Monday, 10 October 2016

All Life is Stories

It was a cold bleak day, somehow fitting for what was to come. The building, brick red and smog stained had stood as a crossing station of life for many years.

Filled with peoples coming and going, toing and froing, it was always a bustle of noise and tumult, and not just to ones ears.

The automatic doors rolled back to admit him, with a whoosh of warm air against his skin. The breath of the building was heady with many trace scents. His nose took them in and as he feet moved assuredly towards the stair he began to catalogue them.

The stress laden smoke of the cigarettes was left behind outside, the peaceful green of the manicured plants about the reception absorbing it.

Next the chemical polish used to clean the counters and floor in this entry area, layered again and again over the many scents of the hurried passage in and out of this space.

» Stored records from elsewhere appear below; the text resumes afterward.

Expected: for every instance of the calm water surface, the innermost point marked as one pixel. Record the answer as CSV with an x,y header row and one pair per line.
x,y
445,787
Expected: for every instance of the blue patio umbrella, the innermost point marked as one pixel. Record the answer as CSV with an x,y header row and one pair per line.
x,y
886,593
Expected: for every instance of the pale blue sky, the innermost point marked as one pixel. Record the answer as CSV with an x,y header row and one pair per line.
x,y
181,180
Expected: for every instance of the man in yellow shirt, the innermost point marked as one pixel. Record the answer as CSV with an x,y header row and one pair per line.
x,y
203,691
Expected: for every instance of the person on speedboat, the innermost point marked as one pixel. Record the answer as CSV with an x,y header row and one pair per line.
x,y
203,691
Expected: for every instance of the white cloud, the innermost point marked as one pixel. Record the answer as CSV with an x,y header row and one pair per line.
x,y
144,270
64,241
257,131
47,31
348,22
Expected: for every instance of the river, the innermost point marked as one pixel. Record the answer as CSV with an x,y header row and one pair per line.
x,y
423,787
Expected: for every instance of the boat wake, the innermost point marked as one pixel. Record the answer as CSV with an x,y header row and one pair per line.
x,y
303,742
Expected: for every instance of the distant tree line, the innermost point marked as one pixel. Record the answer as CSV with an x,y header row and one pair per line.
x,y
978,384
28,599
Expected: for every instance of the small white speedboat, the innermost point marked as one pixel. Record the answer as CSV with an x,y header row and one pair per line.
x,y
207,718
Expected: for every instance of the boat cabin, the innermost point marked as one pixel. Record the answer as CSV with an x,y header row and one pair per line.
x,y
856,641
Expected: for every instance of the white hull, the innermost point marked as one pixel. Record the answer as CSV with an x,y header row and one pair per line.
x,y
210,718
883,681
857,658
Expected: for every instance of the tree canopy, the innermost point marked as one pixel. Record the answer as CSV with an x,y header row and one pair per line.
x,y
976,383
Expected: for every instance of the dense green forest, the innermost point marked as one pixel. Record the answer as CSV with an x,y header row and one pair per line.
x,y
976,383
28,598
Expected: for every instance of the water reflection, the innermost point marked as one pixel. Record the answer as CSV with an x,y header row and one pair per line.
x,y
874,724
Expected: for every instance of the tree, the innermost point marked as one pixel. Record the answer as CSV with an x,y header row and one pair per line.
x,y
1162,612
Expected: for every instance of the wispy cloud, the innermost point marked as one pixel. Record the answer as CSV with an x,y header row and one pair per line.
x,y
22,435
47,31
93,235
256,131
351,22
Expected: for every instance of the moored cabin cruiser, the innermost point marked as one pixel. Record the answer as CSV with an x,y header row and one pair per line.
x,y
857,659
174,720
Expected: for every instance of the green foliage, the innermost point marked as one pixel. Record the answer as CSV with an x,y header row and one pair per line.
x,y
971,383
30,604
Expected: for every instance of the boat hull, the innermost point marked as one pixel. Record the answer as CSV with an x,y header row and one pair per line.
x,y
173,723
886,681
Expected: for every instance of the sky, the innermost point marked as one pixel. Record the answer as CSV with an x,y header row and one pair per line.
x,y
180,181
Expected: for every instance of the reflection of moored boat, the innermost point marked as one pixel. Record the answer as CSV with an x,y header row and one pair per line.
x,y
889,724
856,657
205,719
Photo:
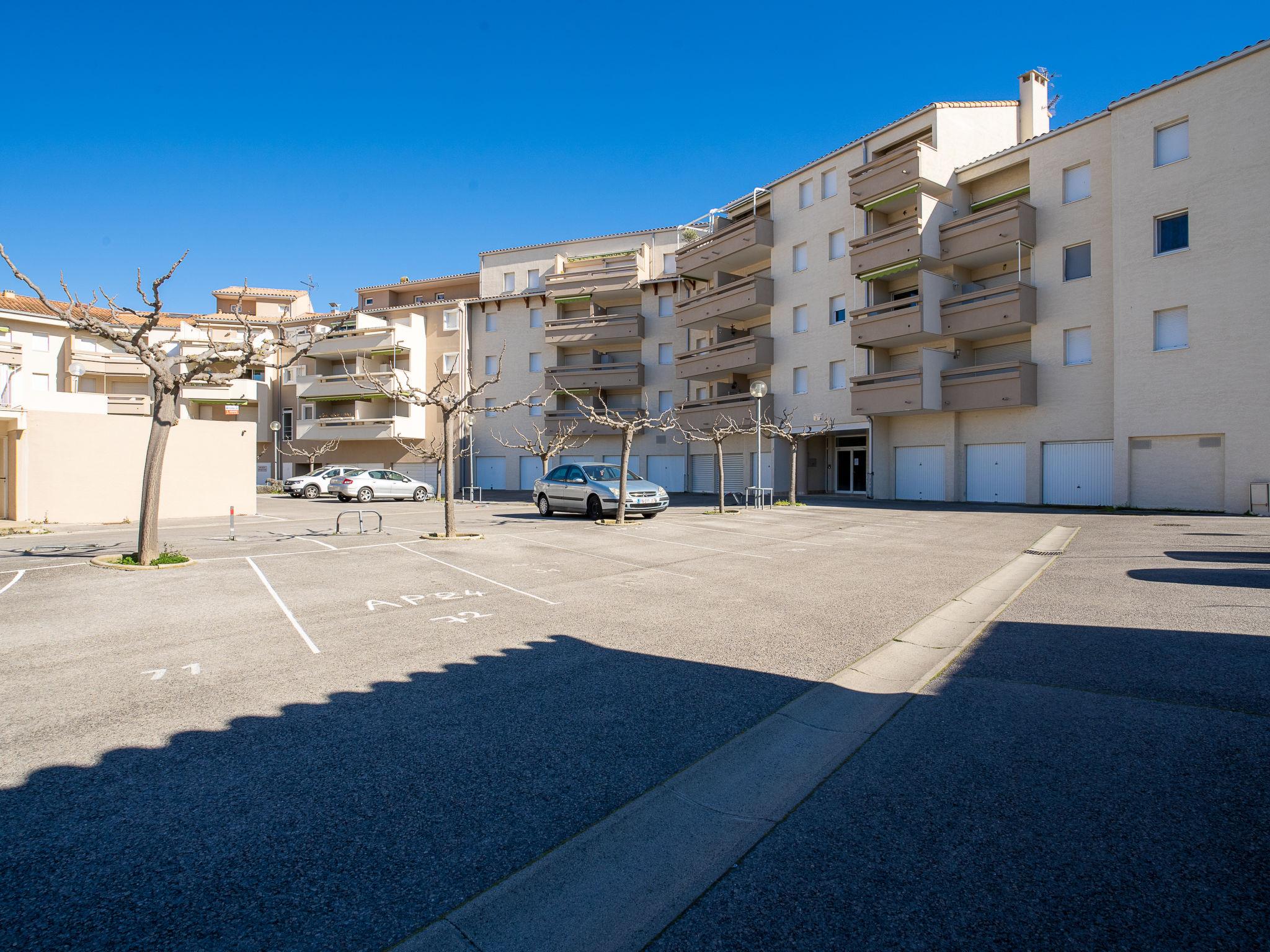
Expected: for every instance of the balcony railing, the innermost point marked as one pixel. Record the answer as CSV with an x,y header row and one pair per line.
x,y
729,248
988,236
605,376
990,386
718,361
733,301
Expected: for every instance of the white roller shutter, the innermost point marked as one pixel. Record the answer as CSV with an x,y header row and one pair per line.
x,y
996,472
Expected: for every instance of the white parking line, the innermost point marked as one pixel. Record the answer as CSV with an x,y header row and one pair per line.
x,y
283,607
527,594
593,555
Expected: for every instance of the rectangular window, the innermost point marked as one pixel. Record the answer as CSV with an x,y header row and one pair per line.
x,y
1077,262
1171,329
1076,183
1173,232
1173,144
801,380
837,375
837,244
801,258
838,309
1077,347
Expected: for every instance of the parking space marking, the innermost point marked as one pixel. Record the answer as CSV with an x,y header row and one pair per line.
x,y
592,555
283,607
468,571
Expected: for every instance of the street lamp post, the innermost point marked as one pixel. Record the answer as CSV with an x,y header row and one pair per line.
x,y
758,390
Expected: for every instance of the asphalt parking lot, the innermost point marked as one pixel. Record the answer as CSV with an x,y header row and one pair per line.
x,y
326,742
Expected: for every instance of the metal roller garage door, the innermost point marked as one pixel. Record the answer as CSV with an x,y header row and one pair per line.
x,y
920,472
996,472
1077,474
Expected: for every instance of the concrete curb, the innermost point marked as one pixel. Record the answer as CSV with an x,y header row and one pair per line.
x,y
620,883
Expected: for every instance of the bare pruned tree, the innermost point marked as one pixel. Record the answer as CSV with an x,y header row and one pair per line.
x,y
545,444
721,430
453,399
626,425
785,430
130,330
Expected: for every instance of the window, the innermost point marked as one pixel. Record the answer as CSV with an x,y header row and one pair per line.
x,y
1077,262
1173,232
1173,144
801,380
801,258
1076,183
1171,330
837,244
1077,348
838,309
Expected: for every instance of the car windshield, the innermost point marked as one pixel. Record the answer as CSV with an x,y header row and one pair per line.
x,y
607,474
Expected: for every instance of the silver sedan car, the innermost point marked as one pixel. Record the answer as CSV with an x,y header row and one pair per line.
x,y
378,484
592,489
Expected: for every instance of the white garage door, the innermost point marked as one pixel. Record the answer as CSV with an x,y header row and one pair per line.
x,y
1076,474
1178,472
492,472
667,471
920,472
996,472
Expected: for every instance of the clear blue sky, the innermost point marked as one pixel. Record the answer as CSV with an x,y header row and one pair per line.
x,y
358,143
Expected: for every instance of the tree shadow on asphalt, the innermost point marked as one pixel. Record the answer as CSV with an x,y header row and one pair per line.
x,y
352,823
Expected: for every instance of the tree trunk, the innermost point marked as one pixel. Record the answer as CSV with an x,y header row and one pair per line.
x,y
163,418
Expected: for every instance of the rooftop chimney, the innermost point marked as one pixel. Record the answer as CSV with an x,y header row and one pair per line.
x,y
1033,104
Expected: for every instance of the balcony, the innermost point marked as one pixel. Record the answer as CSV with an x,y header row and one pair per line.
x,y
733,301
746,356
990,386
991,312
890,182
988,236
730,248
592,376
703,414
595,329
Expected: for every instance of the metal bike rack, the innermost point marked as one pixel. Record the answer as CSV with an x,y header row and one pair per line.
x,y
361,526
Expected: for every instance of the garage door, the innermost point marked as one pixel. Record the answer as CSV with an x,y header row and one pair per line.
x,y
996,472
492,472
1076,474
1178,472
920,472
667,471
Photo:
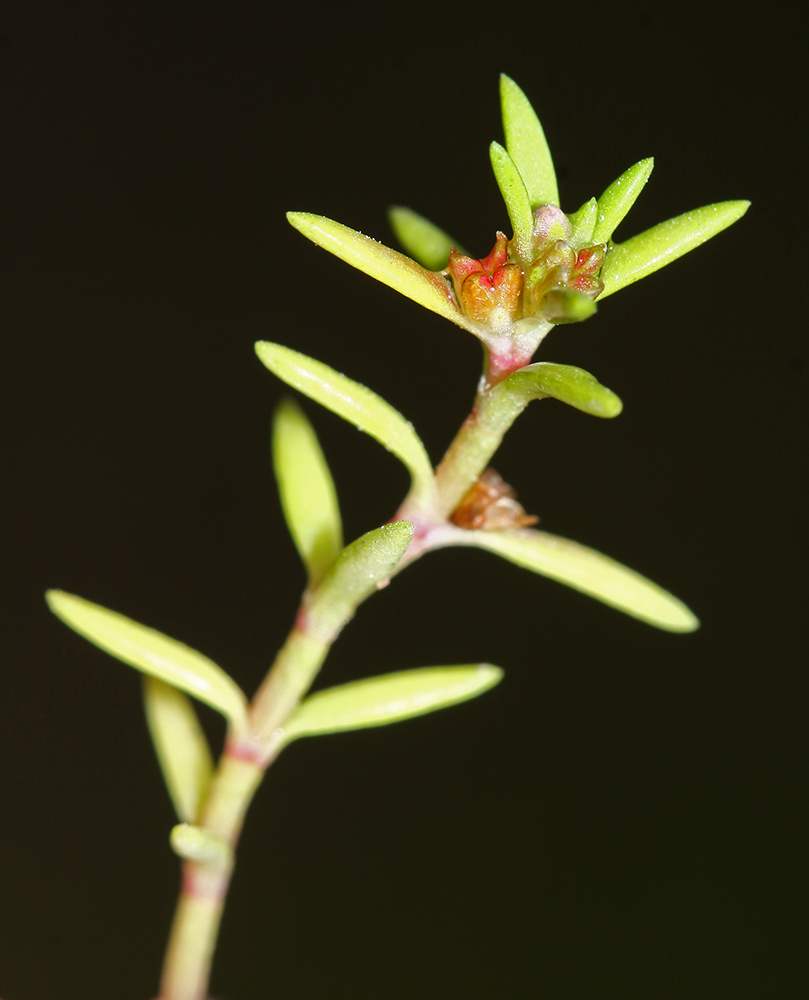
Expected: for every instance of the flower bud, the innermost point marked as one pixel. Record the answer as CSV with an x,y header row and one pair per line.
x,y
487,290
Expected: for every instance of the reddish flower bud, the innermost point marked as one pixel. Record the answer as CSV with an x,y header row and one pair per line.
x,y
487,289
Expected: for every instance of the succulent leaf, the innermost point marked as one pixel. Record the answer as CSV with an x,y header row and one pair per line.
x,y
619,197
585,570
388,266
308,496
647,252
422,239
354,403
566,383
516,198
527,146
379,701
182,749
583,223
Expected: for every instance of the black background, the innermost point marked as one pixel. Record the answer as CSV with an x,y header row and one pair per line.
x,y
625,816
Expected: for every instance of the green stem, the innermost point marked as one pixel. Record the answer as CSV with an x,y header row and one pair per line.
x,y
323,613
192,940
495,410
195,928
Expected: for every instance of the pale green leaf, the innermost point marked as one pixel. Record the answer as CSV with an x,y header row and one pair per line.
x,y
570,385
182,749
422,239
585,570
649,251
388,266
354,403
583,223
152,653
527,146
515,196
359,569
619,197
379,701
308,497
203,846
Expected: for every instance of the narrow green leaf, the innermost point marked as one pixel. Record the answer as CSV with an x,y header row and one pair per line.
x,y
362,567
182,749
379,701
152,653
308,497
515,196
583,222
585,570
570,385
203,846
649,251
354,403
619,197
527,146
391,268
422,239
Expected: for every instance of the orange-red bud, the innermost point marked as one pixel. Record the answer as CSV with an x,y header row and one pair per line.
x,y
482,286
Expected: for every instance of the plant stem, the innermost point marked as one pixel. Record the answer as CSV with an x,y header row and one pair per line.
x,y
192,940
242,767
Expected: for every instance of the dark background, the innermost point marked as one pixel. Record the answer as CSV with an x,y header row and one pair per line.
x,y
625,816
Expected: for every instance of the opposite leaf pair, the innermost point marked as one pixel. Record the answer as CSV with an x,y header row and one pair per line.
x,y
554,267
173,670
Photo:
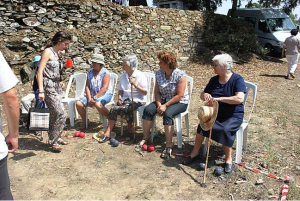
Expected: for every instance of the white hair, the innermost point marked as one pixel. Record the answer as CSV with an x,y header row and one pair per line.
x,y
132,61
224,60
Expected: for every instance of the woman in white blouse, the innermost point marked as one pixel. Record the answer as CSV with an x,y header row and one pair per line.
x,y
134,77
171,99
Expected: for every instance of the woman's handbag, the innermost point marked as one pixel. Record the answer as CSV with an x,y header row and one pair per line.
x,y
38,118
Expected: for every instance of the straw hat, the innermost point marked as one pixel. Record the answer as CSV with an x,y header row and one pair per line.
x,y
35,59
207,115
99,135
98,58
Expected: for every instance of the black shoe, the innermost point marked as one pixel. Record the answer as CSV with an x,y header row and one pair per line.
x,y
228,167
104,139
189,160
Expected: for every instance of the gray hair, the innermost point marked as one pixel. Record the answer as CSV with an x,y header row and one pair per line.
x,y
132,61
224,60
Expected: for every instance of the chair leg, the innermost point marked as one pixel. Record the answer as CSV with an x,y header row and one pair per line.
x,y
140,112
187,124
178,122
239,145
152,130
205,147
245,133
71,113
122,129
137,118
104,122
86,118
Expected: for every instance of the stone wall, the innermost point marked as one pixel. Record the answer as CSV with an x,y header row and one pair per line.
x,y
97,27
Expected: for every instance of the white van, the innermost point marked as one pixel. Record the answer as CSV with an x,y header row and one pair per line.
x,y
272,26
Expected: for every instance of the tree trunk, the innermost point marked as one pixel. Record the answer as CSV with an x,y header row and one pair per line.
x,y
207,5
234,6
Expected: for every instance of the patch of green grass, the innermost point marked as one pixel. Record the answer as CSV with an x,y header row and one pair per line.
x,y
272,157
294,193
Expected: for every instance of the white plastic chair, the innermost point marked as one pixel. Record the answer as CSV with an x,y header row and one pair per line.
x,y
241,134
113,82
80,79
0,119
150,93
178,118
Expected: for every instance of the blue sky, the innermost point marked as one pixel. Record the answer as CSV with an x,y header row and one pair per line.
x,y
227,5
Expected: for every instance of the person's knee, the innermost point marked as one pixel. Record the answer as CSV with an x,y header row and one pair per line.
x,y
79,104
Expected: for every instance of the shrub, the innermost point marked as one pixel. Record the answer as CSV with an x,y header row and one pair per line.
x,y
222,33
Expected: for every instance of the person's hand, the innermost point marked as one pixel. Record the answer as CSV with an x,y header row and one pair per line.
x,y
120,102
132,81
161,109
207,97
42,96
91,102
62,85
12,143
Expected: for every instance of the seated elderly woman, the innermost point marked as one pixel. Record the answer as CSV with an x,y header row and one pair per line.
x,y
134,77
171,99
98,89
228,88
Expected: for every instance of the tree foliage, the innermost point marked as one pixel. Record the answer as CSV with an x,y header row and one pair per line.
x,y
287,5
203,5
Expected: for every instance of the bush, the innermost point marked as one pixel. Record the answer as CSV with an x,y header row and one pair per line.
x,y
222,33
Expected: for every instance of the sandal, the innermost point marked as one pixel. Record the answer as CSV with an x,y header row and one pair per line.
x,y
62,142
166,153
56,148
104,139
129,136
82,127
142,142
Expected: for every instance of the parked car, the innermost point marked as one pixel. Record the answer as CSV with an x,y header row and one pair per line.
x,y
272,26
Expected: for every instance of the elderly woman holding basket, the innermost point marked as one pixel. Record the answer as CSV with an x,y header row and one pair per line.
x,y
228,89
171,99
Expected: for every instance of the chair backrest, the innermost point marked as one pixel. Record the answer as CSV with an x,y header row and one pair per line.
x,y
150,79
253,87
189,84
0,119
113,82
80,79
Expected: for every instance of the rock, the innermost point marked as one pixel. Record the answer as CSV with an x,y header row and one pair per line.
x,y
31,21
26,40
271,191
44,29
218,171
259,181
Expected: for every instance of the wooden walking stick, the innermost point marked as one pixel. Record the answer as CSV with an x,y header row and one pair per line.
x,y
206,160
134,140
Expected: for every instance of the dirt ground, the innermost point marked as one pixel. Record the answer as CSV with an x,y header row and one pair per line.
x,y
86,169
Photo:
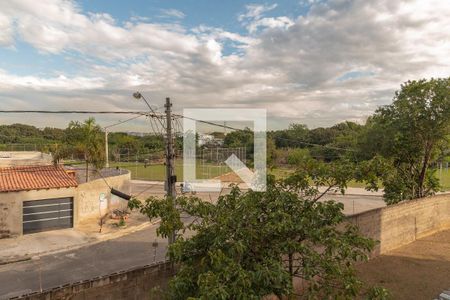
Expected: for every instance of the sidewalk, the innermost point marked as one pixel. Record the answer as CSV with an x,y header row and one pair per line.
x,y
28,246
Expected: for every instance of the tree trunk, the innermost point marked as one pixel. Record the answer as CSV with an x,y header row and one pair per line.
x,y
426,159
87,170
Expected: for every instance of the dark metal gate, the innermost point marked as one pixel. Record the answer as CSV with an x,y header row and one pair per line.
x,y
48,214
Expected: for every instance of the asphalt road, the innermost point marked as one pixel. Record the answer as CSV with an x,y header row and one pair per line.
x,y
133,250
50,271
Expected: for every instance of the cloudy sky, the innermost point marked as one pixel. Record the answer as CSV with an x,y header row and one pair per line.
x,y
307,61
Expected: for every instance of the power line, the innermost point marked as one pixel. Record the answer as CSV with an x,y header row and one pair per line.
x,y
154,115
124,121
286,139
71,112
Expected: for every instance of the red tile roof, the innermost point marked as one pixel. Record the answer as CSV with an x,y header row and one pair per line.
x,y
25,178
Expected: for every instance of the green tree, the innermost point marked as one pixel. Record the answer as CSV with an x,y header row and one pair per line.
x,y
87,139
410,134
252,244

Stepping his big frame to the side he moved passed a cadre of nursing staff, all smelling of antibacterial agents and exhaustion. Unseen to all he could not help note one in particular, whose head hung lower than the rest carrying more than just exhaustion.
Stepping carefully passed he allowed his shoulder brush very briefly near. The nurse shuddered to the close passage and straightened up to join in the conversation with the others.

He moved on by.

The first appointment was on the third floor over in the east wing. The room was small and dark as he opened the door softly. Taking off his long coat he folded it over his arm and removed his hat as he stepped inside.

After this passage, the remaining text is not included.